How to study yield variation using RooMCStudy

I would like to study how well my fit model estimates signal yields. RooMCStudy seems like the obvious choice, but there does not seem to be a way to extract the signal yield used to generate the toy datasets.
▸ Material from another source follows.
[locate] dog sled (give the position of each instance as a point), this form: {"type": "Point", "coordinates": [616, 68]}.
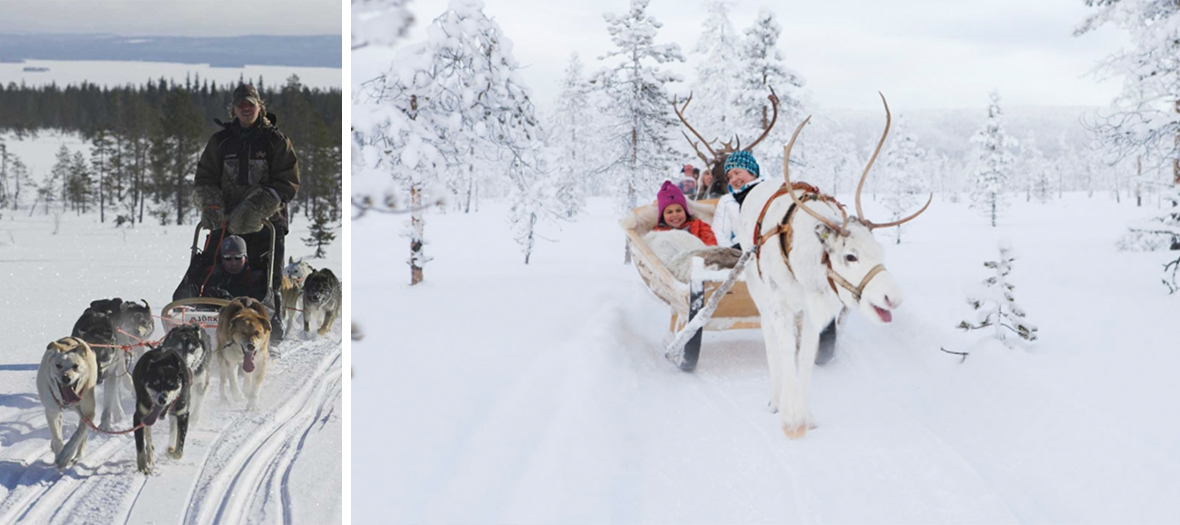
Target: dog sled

Details below.


Introducing a Poisson fluctuation on the number of events using Extended changes the event weights, but the stored values of the pdf yields do not change, making it impossible to determine the yield assigned to each pdf during dataset generation.

import ROOT as r

ws = r.RooWorkspace("workspace")

# declare model
x = ws.factory("x[-10, 10]")
pdf1 = ws.factory("Gaussian::pdf1(x, m[-1, 1], s1[3,5])")
pdf2 = ws.factory("Gaussian::pdf2(x, m, s2[5,7])")
pdf = ws.factory("SUM::pdf(N1[0, 100] * pdf1, N2[0, 100] * pdf2)")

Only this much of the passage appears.